Judge Steven O'Neill asked the jury, which began deliberating Monday evening, to go back to deliberating in another attempt to reach consensus.
“I am required to read you an instruction. The jury foreman has informed me that you are deadlocked,” O'Neill said. “If you are still deadlocked you should report that to me. If you've reached a unanimous decision on some of the charges, please report that back to me.”
The jury of seven men and five women have deliberated for about 31 hours so far. The jurors were bused in from Allegheny County near Pittsburgh and have been sequestered in a hotel for the trial.
Jurors must decide if Cosby is guilty of three charges of aggravated indecent assault. Prosecutors say the famed comedian drugged and sexually assaulted Andrea Constand, the director of operations for Temple University's women's basketball team, at his home near Philadelphia in January 2004. Cosby, 79, pleaded not guilty to the charges.
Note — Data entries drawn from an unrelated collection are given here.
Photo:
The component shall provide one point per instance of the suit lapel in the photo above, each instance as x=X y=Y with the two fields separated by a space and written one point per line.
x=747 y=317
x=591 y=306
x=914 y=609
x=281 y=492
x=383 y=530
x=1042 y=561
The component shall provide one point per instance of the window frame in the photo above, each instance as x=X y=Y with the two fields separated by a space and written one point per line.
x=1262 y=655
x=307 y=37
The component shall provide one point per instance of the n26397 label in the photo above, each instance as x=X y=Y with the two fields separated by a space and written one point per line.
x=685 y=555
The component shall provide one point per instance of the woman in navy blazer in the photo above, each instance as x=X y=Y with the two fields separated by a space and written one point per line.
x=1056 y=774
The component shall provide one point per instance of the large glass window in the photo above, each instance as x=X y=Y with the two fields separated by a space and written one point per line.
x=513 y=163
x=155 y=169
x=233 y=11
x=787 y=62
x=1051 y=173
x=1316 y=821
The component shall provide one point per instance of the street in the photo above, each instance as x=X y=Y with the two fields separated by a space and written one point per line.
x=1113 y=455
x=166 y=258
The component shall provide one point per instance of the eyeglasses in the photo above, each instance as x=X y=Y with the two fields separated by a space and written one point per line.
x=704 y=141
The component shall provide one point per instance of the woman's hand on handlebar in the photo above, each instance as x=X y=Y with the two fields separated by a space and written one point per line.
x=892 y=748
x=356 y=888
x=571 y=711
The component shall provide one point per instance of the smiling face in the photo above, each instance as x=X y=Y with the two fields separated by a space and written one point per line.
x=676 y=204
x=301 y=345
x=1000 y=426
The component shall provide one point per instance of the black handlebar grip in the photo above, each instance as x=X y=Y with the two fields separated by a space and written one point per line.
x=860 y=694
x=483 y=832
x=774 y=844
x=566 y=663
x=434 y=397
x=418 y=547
So far, jurors have asked six questions during their deliberations, largely to rehear testimony. Two questions asked to review parts of Cosby's account to authorities, and two asked to rehear Constand's account and testimony. Jurors also asked the court to define the phrase “without her knowledge” in one of the charges, and asked to rehear testimony from the Cheltenham police detective who interviewed Cosby.
Prosecutors called 12 witnesses over a week of testimony, but presented almost no forensic evidence. Cosby declined to testify in his own defense, and his attorneys only called one witness, who had already testified, for further questions.
Legal experts said the trial fits the “he said-she said” arguments so common to sexual offense cases.
The three charges accuse Cosby of assaulting Constand without her consent, assaulting her when she was unconscious and assaulting her using drugs to substantially impair her ability to consent. If found guilty, he could face up to 10 years in prison for each charge.
Though dozens of women have accused Cosby of sexual misconduct, only Constand's accusations led to criminal charges. One other accuser, Kelly Johnson, testified that she was drugged and assaulted in 1996 as prosecutors sought to establish that Cosby had a pattern of assault.